WLLS (99.3 FM) was a radio station in Beulah, Michigan. The station, which began broadcasting in 1979, was owned by Traverse City broadcaster Roy E. Henderson under the "N Content Marketing" banner and was long the primary local station for the Frankfort area and Benzie County. It was formerly simulcast on WCUZ 100.1 FM licensed to Bear Lake, Michigan.

WLLS's coverage area did not extend far east of Traverse City and Cadillac to protect co-channel WATZ-FM in Alpena, but the station could be heard across Lake Michigan in parts of northeastern Wisconsin.

==History==
The station was originally WBNZ, which aired some kind of adult contemporary or hot AC music format for many years. WBNZ was also heavily involved in the Frankfort and Benzie County community, with local news and high-school sports coverage.

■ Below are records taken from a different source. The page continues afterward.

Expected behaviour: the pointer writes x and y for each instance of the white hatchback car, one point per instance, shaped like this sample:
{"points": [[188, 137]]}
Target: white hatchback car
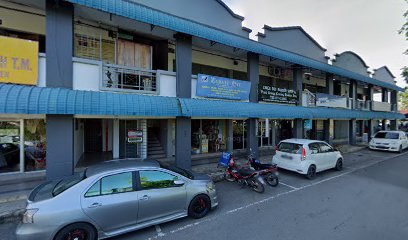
{"points": [[395, 141], [307, 157]]}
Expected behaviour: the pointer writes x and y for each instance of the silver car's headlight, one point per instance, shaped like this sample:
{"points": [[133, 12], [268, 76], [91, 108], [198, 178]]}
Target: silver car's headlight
{"points": [[28, 216], [210, 186]]}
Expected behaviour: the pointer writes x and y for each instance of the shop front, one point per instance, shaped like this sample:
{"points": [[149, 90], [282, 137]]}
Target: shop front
{"points": [[208, 136], [22, 145]]}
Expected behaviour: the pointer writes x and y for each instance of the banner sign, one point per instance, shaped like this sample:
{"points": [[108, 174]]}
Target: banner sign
{"points": [[219, 87], [135, 136], [277, 95], [327, 100], [307, 124], [18, 61]]}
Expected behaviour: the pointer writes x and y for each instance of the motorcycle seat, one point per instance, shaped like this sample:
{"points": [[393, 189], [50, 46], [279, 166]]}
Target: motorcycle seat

In July 2009, the WBNZ call sign moved to 92.3 (formerly WOUF on 92.1) and the 99.3 allotment became WOUF "99.3 The Wolf", which aired a mainstream rock format mixing new and classic rock. The station's competition included Northern Radio's classic rocker WKLT (which Henderson founded but sold off in the 1980s) and Northern Star Broadcasting's classic rock WGFN "The Bear" and mainstream rocker WJZJ ("Real Rock"). WOUF retained its city of license of Beulah with the move to 99.3, and WBNZ retained its city of license of Frankfort with the move to 92.3.

On January 21, 2015, WOUF went silent. On January 26, 2017, WOUF returned to the air with a simulcast of adult contemporary-formatted WLDR-FM as "The Bay".

On September 30, 2018, WOUF changed its call sign to WQAN. On October 1, 2018, WQAN switched from a simulcast of WLDR-FM to a simulcast of album-oriented rock-formatted WQON, under a local marketing agreement (LMA) with Blarney Stone Broadcasting. A Federal Communications Commission (FCC) agent found WQAN broadcasting from an unauthorized location on June 18, 2019. In October 2019, WQAN again went silent, after Henderson sued Blarney Stone and the LMA was terminated.

On October 1, 2020, WQAN changed its call letters to WLLS. The FCC canceled the station's license in September 2026, as it had been off the air for over a year.